Claude can easily do the merges I need (or myself manually for that matter). I guess all codebases and usecases are very different here and hard to give general advice.

But I do have many years of experience working in a larger team and it's the same problem there (just that people want to merge after some days of working). I'm not sure if AI changes the picture much vs working in a team.

Either way one has to plan ahead a bit and select tasks that are not going to trample on each other. I can typically imagine roughly what the code generated is going to be (at least what files will likely be involved in what way) and when selecting tasks to work on I take into account if it's going to likely cause conflicts.
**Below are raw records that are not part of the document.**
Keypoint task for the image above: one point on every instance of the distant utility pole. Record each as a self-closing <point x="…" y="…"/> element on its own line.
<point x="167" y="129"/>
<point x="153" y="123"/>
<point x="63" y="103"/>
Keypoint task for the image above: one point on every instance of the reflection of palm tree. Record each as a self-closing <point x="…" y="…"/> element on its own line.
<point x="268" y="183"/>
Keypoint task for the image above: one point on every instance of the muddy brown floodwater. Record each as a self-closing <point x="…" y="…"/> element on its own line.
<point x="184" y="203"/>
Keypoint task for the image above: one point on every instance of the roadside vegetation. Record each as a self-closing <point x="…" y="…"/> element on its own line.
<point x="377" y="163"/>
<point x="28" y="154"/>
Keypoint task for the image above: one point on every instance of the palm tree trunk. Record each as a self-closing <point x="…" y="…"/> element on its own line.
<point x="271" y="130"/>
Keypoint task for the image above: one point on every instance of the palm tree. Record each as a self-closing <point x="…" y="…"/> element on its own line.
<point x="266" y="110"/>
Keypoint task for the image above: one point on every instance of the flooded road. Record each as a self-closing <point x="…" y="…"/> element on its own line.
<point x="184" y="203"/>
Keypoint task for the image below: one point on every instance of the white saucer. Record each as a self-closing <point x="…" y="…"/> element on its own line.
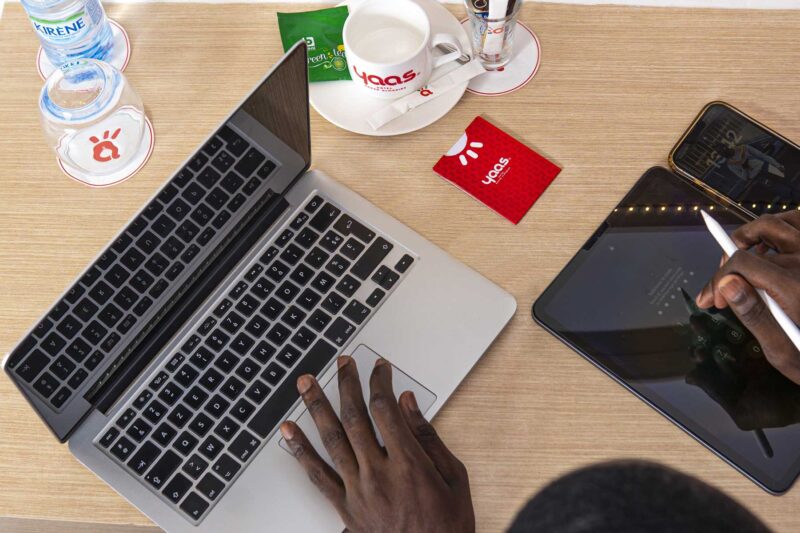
<point x="120" y="55"/>
<point x="344" y="105"/>
<point x="133" y="166"/>
<point x="525" y="60"/>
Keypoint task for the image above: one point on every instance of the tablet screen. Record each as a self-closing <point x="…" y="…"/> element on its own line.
<point x="626" y="301"/>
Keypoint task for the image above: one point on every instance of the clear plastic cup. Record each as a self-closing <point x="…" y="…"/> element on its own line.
<point x="92" y="118"/>
<point x="493" y="23"/>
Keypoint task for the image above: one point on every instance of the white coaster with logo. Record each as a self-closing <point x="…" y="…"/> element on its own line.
<point x="120" y="55"/>
<point x="344" y="105"/>
<point x="94" y="151"/>
<point x="513" y="76"/>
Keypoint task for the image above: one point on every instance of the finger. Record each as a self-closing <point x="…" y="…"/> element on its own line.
<point x="318" y="471"/>
<point x="354" y="414"/>
<point x="328" y="425"/>
<point x="450" y="468"/>
<point x="397" y="437"/>
<point x="753" y="313"/>
<point x="771" y="230"/>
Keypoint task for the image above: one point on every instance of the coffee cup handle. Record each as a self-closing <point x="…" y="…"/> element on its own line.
<point x="445" y="38"/>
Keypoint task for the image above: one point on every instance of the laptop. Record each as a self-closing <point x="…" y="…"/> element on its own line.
<point x="170" y="363"/>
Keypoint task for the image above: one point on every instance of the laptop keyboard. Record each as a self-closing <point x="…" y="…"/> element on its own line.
<point x="207" y="410"/>
<point x="141" y="269"/>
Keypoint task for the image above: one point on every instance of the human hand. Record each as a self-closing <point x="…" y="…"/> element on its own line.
<point x="735" y="283"/>
<point x="411" y="484"/>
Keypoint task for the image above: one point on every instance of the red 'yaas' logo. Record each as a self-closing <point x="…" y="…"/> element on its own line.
<point x="392" y="80"/>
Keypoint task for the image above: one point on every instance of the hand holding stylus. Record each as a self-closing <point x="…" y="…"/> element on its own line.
<point x="739" y="279"/>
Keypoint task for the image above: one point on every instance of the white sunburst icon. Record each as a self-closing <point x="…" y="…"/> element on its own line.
<point x="463" y="149"/>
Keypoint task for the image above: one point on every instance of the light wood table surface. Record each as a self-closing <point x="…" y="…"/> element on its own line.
<point x="616" y="88"/>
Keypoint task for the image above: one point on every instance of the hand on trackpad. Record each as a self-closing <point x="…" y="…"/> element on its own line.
<point x="365" y="360"/>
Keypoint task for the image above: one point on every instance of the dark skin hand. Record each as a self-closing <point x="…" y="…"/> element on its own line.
<point x="412" y="484"/>
<point x="735" y="284"/>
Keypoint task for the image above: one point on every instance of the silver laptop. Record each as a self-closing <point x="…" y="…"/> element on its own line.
<point x="170" y="363"/>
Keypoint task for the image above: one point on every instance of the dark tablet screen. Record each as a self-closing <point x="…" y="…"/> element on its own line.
<point x="626" y="301"/>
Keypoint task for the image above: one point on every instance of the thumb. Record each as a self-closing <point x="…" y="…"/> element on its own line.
<point x="754" y="315"/>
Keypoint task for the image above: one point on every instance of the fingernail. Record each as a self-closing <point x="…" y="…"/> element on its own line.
<point x="304" y="383"/>
<point x="732" y="290"/>
<point x="287" y="430"/>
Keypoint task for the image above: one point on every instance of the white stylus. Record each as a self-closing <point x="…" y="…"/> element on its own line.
<point x="730" y="248"/>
In my experience if different branches work on different things, Claude have no issue doing "trivial" merges where you just ended up changing different aspects of the same lines. Of course, if two branches rewrite the same pieces of code there's a problem -- so don't do that..

doolsyesterday at 9:07 PM

I always rebase the worktree back to the source branch before merging, and resolve conflicts on the branch. I have a resolve conflicts skill and just say:

echo “resolve conflicts” | runpi

Where runpi is my pi -p wrapper. I’ve never had a regression from it, but it gives me a report at the end so I can double check the decisions if I need to.

The skill is basically don’t use automatic resolvers, err on the side of including both sides, refer to recent commits, missions and runfiles for context and in your report to me use real branch names not HEAD and incoming because I can never remember what those refer to.

nomelyesterday at 10:36 PM

As conceptually required, serialized work that works on the same lines of code, or fix conflicts.